Any of the partial pressure (pCO2), fugacity (fCO2), dry-air mole fraction (xCO2) or aqueous content (CO2) of CO2 is known can be converted to different temperatures without a second parameter:

# Set up the initial CO2System
co2s_lab = pyco2.sys(pCO2=400, temperature=25)

# Adjust to in situ conditions(10 °C and 1500 dbar hydrostatic pressure)
co2s_insitu = co2s_lab.adjust(temperature=10, pressure=1500)
pCO2_insitu = co2s_insitu["pCO2"]

Propagate uncertainties

Discussed in more detail in Uncertainty propagation.

Uncertainty propagation uses the propagate method. To get the total uncertainty in pH from independent uncertainties in alkalinity and DIC in the example above, use:

# Uncertainties in alkalinity and DIC are both 2 µmol/kg
co2s.propagate("pH", {"alkalinity": 2, "dic": 2})
pH_uncertainty = co2s.uncertainty["pH"]["total"]
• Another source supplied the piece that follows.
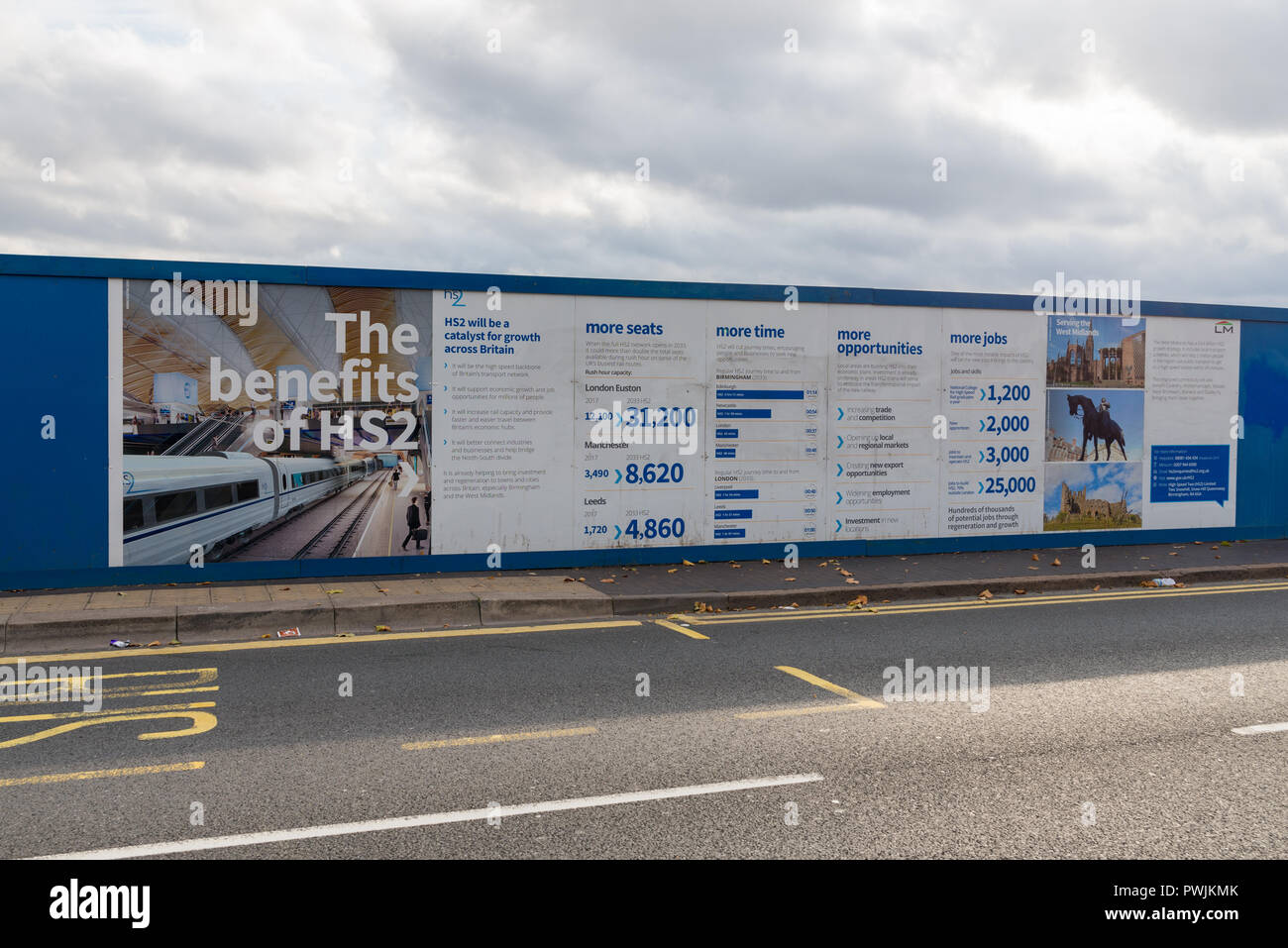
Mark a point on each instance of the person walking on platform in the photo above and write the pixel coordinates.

The individual components of the total uncertainty can also be found, for example:

pH_uncertainty_from_dic = co2s.uncertainty["pH"]["dic"]

Multidimensional data

NumPy arrays

All arguments other than settings can be provided as lists or multidimensional numpy arrays. The dimensions of different arguments can be different as long as they can be broadcasted together (which they will be!).

# Define multidimensional arguments
dic = np.array([2000, 2100, 2200])
pCO2 = np.array([400, 450, 485])

# Set up a CO2System
co2s_1D = pyco2.sys(dic=dic, pCO2=pCO2)
alkalinity_1D = co2s_1D["alkalinity"]  # this has the shape (3,)
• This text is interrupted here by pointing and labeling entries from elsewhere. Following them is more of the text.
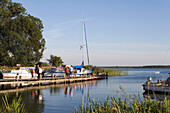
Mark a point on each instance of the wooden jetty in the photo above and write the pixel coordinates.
(20, 83)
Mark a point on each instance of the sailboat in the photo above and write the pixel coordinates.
(80, 69)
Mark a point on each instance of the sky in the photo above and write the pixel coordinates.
(119, 32)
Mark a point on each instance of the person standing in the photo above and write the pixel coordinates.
(37, 70)
(71, 70)
(66, 72)
(40, 72)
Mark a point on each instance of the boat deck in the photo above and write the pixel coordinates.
(20, 83)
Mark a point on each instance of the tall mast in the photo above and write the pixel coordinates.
(83, 42)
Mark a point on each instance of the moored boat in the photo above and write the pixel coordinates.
(20, 73)
(54, 72)
(159, 86)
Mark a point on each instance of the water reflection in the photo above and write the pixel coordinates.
(157, 96)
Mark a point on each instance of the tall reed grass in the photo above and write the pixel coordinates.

co2s_2D = pyco2.sys(dic=dic, pCO2=np.vstack(pCO2))
alkalinity_2D = co2s_2D["alkalinity"]  # this has the shape (3, 3)

Pandas DataFrames

If your data are in a pandas DataFrame, you can provide this as data, and return the results as a pandas Series or DataFrame with consistent indexing:

# Define known parameters
df = pd.DataFrame({"dic": [2000, 2100, 2200], "pCO2": [400, 450, 485]})

# Set up a CO2System
co2s = pyco2.sys(data=df, total_silicate=1.5, opt_k_carbonic=9)
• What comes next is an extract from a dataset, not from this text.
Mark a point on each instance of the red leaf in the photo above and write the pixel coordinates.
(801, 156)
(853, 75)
# Return a parameter as a Series
pH = co2s.to_pandas("pH")

# Return parameters as a DataFrame
df_results = co2s.to_pandas(["pH", "alkalinity"])

Running to_pandas with no arguments will return a DataFrame containing all currently calculated parameters.

Xarray Datasets

If your data are in an xarray Dataset, you can provide this as data, and return the results as an xarray DataArray or Dataset with consistent dimensions:

# Define known parameters
ds = xr.Dataset({
    "temperature": ("dim_t", np.arange(0, 35)),
    "salinity": ("dim_s", np.arange(30, 40)),
})

# Set up a CO2System
co2s = pyco2.sys(data=ds)

# Return a parameter as a DataArray
k_CO2 = co2s.to_xarray("k_CO2")

# Return parameters as a Dataset
ds_results = co2s.to_xarray(["k_H2CO3", "k_HCO3"])

Running to_xarray with no arguments will return a Dataset containing all currently calculated parameters.